Dies ist Teil 2 der Text-Reihe The unsleeping eyes of Olean. Zu Teil 1 geht es hier.
Als die Stadt Olean das erste US-amerikanische Pilotprojekt zu Videoüberwachung im öffentlichen Raum begann, war dies eine Initiative der noch jungen TV-Industrie in Zusammenarbeit mit den lokalen Behörden. In einem Werbespot hieß es, beide Seiten hätten »große Sorge« aufgrund hoher Kriminalitätsraten.1 Ob sich diese Sorgen auf die Unversehrtheit der Bewohnerïnnen oder die betriebswirtschaftlichen Ziele in Zusammenhang mit einem beschleunigten Kabelnetzausbau richteten, wurde in dem Spot nicht weiter ausgeführt. Ungeachtet dessen ist die Antwort der Kampagne klar – und sie ist eine technische: »Olean is protected by the unsleeping eyes of televisual systems« (Ebd.).
Diese Formulierung wird im Singsang des restlichen Marketingjargons schnell überhört und doch lassen sich viele zentrale Fragen der damaligen wie heutigen Überwachungsdebatten von diesem einen Satz ableiten.
Beginnen wir mit den immer wachen Augen (unsleeping eyes), als die die Kameras bezeichnet werden. Sie sind es, die das Schutzversprechen übernehmen, sind immer wach und immer wachend zugleich – unsleeping und protecting.
Doch Augen – um die anatomische Analogie vorerst beizubehalten – sind kein Schutz vor dem Verbrechen selbst. Sie sind lediglich das Versprechen, es erblicken zu können, auf Verbrecherïnnen gerichtet zu sein, um im entsprechenden Falle die eigentlichen Schutzmechanismen (Intervention durch Polizistïnnen) initiieren zu können.
Etwas vor den Augen der Polizei zu tun ist gewagt und so werden die technischen Augen nicht nur zum Werkzeug reaktiver, sondern auch präventiver Strategien erklärt. Denn wache Augen suggerieren auch einen (wachen) Körper, der bereit ist, einzugreifen. Sie suggerieren Wachsamkeit.
Nun wachen also die kastenförmigen Augen – der Analogie weiterhin folgend – über die Bewohnerïnnen von Olean. Das können sie jedoch nur, indem sie wach auf alle blicken, also auf jene, die Verbrechen begehen und jene, die sie zu beschützen vorgeben. Be-wachen erfordert Über-wachen, so die politische Logik der Videoüberwachung.

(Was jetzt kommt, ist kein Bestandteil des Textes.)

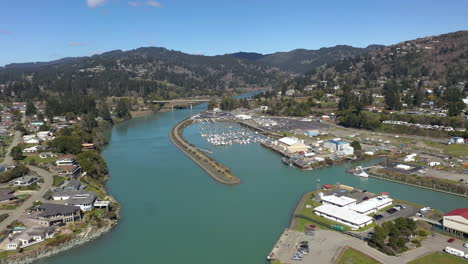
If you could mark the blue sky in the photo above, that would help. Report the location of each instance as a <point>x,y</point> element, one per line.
<point>43,30</point>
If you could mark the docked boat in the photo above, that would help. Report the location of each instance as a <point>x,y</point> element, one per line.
<point>359,171</point>
<point>287,161</point>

Um alle Straftaten zu sehen, müssen die immer wachen Augen alle Taten (im Sinne aller Handlungen) sehen.
Ein derartiger Eingriff in die Privatsphäre lässt sich besonders in der deutschen Sprache mit der semantischen Ungenauigkeit des Begrifffs Sicherheit rechtfertigen. Ein Überwachungssystem trage, so heißt es dann, zur Sicherheit bei. Dabei wird Sicherheit im Sinne des Englischen security, nicht also des Englischen safety verwendet. Anders formuliert: Es ist eine Sicherheit im Interesse der Sicherheitsbehörden – gesicherte Kontrolle –. Es ist jedoch keine Sicherheit im Interesse der Überwachten als Freiheit von fremden Übergriffen, denn ein solcher Übergriff ist die Überwachung als solche bereits.
Das chinesische Überwachungsprogramm, das (derselben anatomischen Analogie folgend) Sharp Eyes heißt, hat daher keinen Hehl daraus gemacht, einhundertprozentige Abdeckung der Überwachung im öffentlichen Raum als Ziel auszugeben.2 Ein Gestus biblischen Ausmaßes und alttestamentarischer Ethik: »Denn seine Augen sehen auf eines jeden Weg, und er schaut auf alle ihre Schritte. Es gibt keine Finsternis und kein Dunkel, wo sich verbergen könnten die Übeltäter.«3
Das Versprechen in Olean lautete: Videoüberwachungssysteme sind immer wache und wachende Augen, die den rechtschaffenen Menschen bewachen (safety) und jene, die Böses im Schilde führen, überwachen (security). Dass beides durch dasselbe technische System, ohne strukturelle oder logische Unterschiede in dessen Prozessen geschieht, ist Ausdruck des problematischen – um nicht zu sagen: perfiden – politischen und ökonomischen Leitmotivs.